Da misura emergenziale a strumento di modernizzazione, la scelta di proseguire con lo smart working è motivata dai benefici riscontrati da lavoratori e aziende. Secondo una ricerca dell’Osservatorio Smart Working della School of Management del Politecnico di Milano, l’equilibrio fra lavoro e vita privata è migliorato per la maggior parte di grandi imprese (89%), PMI (55%) e PA (82%). Ma la combinazione di lavoro forzato da remoto e pandemia ha avuto anche conseguenze negative sugli smart worker: è calata dal 12% al 7% la percentuale di quelli pienamente “ingaggiati”, il 28% ha sofferto di tecnostress, il 17% di overworking.
Su questi argomenti e sulla perdita di posti di lavoro causati dalla pandemia, soprattutto fra i giovani e le donne, può trovare spiegazione la sfiducia nei sindacati che si traduce in calo di iscrizioni. Per fermarlo occorre quindi prendere atto di scenari sociali completamente nuovi e adeguarsi, adattare il sindacato ai nuovi lavori, alle nuove realtà, alle nuove necessità, prima fra tutte i criteri di valutazione dei quesiti e delle competenze.
Il leader della Cgil, Maurizio Landini, in un’intervista al quotidiano La Stampa chiede che: “Il governo ci convochi e si apra un confronto a tutto campo. Si stanno sommando tre emergenze: il Covid, che non finisce, la crisi climatica e la guerra. La situazione è straordinaria, penso servano risposte politiche straordinarie, sia nel nostro Paese che in Europa. Servono provvedimenti – sottolinea- che siano in grado di sostenere le imprese, il reddito delle famiglie, sia riducendo l’Iva sui beni di largo consumo sia intervenendo sul caro bollette, sia con cassa integrazione dove i costi di produzione non sono sostenibili. In Europa, invece – osserva – occorre superare definitivamente la logica dell’austerità.

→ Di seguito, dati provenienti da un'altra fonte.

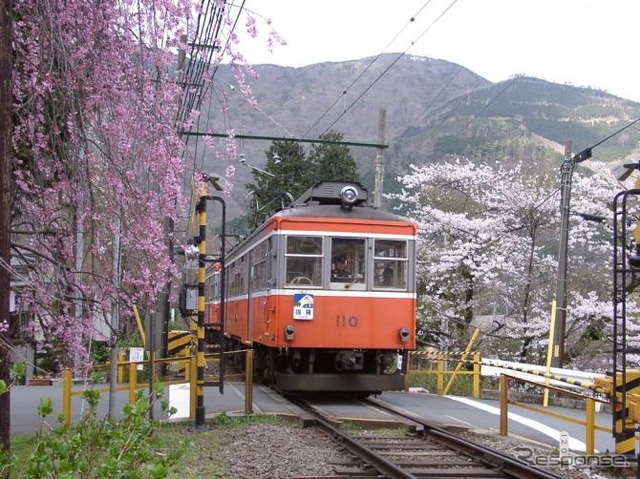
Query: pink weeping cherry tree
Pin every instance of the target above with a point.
(98, 157)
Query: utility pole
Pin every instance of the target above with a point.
(560, 316)
(379, 178)
(6, 64)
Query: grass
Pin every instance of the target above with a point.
(200, 448)
(199, 458)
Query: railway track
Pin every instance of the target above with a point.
(424, 451)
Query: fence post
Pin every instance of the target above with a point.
(590, 407)
(66, 396)
(248, 382)
(193, 382)
(476, 376)
(504, 402)
(440, 374)
(133, 380)
(121, 358)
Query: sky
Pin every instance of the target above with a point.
(585, 43)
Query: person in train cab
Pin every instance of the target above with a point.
(339, 273)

E per questo occorre cancellare il Fiscal Compact e rendere non transitorie ma strutturali scelte come il Next Generation Eu.”
Draghi aveva già annunciato il 31 marzo, in una conferenza stampa dopo l’approvazione del DEF , la necessità di un incontro con i sindacati per “riprendere un confronto interrotto e vedere se non si possa tutti insieme, sindacati, governo e associazioni datoriali , discutere un piano complessivo, un patto sociale riempito di contenuti e merito” .
Si torna alla concertazione, quindi, nella speranza di riannodare un filo interrotto, in un dialogo che Draghi si auspica permanente e abituale, nella consapevolezza dei tempi complicati che stiamo vivendo. Il patto tuttavia non può prescindere dalla necessità di un cambiamento in cui dovranno essere rivisti i ruoli di una istituzione che rappresenta il grado di civiltà di un Paese e il baluardo alle derive restauratrici o revisioniste della storia e del lavoro. La sfida deve perseguire obiettivi e risultati con nuovi addendi, paradigmi, modalità, principi, altrimenti, come diceva Einstein, il risultato sarà sempre lo stesso.